A Decade of Perverse Incentives, Spawned by Basel Risk-Weighting
Let me explain what I mean by "calling it quits." The pillar of Basel II was risk-weighted capital requirements for banks, which allowed them to hold much less capital when lending to credits perceived as absolutely safe than when lending to those seen as risky. The fundamental arbiters of riskiness in this model were the credit rating agencies.
Those perceived risks were already being cleared for banks by means of interest rates, amounts of exposure and other terms. Now banks could expect to earn much higher risk-adjusted returns on equity by lending to the “infallible” sovereigns, the housing sector and the AAAristocracy, than lending to the risky small and midsize businesses, entrepreneurs and startups. From that moment on, when allocating credit, banks would no longer finance the risky future, but restrict themselves to refinancing the safer past.
It took very few years for the banks to consequentially lend much too much to what was ex ante perceived as safe, like Greece, the real estate sector in Spain, or AAA-rated securities backed by U.S. subprime mortgages. All of which brought us the North Atlantic Financial Crisis.
And of course since that fateful day our “risky" prospects, those who we in fact most needed to have fair access to bank credit, have seen less and less of it. Especially when banks were left with too little capital, after so many of those "safe" credits, against which the banks held little capital, actually failed.
When nations stop taking risks, they stall and fall, like a bicycle that does not move forward.
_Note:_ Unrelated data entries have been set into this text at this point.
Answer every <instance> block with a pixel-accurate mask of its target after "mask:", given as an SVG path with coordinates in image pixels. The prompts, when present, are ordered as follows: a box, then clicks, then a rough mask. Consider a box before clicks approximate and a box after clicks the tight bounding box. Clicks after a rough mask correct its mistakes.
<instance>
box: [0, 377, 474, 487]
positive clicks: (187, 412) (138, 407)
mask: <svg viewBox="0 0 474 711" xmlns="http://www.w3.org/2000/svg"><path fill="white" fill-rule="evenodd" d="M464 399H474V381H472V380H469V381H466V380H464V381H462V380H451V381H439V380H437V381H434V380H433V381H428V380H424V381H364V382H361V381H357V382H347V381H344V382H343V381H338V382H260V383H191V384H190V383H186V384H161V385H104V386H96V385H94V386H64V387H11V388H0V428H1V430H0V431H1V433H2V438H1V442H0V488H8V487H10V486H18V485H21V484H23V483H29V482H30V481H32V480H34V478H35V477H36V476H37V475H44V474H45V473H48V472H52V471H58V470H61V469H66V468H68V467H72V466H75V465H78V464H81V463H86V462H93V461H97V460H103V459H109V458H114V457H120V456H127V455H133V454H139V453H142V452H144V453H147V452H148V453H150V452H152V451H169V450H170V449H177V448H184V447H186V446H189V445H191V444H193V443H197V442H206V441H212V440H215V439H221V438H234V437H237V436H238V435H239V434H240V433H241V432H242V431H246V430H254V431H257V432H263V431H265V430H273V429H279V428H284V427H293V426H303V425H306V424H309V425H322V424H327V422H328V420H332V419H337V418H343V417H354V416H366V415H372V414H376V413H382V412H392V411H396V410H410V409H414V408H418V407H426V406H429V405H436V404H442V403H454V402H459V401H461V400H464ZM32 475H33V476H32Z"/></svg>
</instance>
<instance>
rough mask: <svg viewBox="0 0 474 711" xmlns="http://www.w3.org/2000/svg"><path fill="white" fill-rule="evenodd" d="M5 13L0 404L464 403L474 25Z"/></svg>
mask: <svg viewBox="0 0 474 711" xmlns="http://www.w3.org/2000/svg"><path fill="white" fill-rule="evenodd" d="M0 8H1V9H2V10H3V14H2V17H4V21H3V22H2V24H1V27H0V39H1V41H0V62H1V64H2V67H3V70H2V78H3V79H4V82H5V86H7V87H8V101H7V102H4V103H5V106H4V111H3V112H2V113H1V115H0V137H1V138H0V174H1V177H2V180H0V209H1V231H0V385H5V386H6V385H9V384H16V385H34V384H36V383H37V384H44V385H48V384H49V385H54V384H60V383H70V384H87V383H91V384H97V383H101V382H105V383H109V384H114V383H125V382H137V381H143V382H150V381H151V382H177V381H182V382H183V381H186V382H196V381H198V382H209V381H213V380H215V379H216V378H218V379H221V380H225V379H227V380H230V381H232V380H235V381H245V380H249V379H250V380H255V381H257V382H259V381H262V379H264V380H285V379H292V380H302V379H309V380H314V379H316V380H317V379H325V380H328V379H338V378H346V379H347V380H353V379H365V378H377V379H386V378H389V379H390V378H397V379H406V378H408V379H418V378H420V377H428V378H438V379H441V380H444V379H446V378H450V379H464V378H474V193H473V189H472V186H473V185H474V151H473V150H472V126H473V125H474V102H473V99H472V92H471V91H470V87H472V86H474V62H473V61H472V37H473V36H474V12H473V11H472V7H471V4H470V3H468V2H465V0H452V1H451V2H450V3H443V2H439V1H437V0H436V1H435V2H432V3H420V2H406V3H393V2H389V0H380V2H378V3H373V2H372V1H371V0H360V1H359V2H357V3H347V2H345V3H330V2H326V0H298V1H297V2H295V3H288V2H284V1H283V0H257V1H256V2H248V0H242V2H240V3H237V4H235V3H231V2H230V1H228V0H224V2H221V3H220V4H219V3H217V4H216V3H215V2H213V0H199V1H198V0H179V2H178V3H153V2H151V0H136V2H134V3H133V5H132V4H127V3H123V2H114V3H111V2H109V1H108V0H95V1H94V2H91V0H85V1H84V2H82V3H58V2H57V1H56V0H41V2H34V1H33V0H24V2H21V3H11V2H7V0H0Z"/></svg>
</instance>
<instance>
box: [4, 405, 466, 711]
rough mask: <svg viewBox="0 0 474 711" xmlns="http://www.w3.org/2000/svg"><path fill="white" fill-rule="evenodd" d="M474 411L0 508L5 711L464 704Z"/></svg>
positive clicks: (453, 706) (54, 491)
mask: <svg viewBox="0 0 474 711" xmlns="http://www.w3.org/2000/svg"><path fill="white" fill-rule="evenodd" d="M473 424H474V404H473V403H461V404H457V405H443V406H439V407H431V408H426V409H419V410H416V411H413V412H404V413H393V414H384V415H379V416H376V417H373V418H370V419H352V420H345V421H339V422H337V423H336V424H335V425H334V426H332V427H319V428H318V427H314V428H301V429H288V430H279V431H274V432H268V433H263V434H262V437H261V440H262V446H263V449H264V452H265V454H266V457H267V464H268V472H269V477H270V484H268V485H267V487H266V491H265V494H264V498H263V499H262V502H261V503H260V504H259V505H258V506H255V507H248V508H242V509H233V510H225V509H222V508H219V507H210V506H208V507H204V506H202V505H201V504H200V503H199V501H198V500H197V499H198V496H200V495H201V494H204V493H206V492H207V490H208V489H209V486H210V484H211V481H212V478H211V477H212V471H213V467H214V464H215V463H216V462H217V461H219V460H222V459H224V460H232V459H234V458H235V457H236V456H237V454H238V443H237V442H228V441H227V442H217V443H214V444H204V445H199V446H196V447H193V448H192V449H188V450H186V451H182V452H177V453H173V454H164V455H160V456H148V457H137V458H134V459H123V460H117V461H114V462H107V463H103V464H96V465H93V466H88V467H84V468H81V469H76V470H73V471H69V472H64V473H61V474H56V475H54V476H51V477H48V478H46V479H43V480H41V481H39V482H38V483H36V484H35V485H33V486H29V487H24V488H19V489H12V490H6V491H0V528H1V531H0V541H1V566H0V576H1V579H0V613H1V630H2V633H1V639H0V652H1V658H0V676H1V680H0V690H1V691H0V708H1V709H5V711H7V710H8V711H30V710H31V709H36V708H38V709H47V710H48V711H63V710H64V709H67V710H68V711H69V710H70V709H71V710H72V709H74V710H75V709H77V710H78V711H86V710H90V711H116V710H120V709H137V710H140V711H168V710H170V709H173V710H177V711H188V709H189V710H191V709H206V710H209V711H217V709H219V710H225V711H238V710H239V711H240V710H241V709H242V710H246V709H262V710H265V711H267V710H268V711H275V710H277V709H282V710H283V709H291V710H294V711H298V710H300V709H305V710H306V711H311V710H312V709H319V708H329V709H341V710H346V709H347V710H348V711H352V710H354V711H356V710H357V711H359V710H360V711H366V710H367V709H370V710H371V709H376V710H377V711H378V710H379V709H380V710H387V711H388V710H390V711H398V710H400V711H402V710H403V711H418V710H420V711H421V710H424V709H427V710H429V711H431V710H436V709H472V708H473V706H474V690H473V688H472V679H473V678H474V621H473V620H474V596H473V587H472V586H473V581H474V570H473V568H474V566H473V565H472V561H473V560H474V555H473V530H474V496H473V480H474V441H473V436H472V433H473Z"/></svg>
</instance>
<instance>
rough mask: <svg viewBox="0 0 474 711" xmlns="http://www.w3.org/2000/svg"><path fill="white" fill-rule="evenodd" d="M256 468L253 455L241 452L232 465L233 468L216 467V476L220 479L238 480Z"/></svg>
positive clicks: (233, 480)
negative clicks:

And here we are 10 years later, and the problem of the distortion in bank credit allocation that the risk-weighted capital requirements produce has not even begun to be discussed.
And as a consequence all liquidity injected by central banks, with their quantitative easing, and by governments, with their deficits, turned into a diet based solely on "safe" carbs and fats and no proteins. We now see no muscular growth but only some obese economic expansion.
Like true baby boomers, our current bank regulators have been reacting to their own short-term monsters, without even establishing whether there is any causality between bank exposures to those ex ante perceived as risky and bank crises.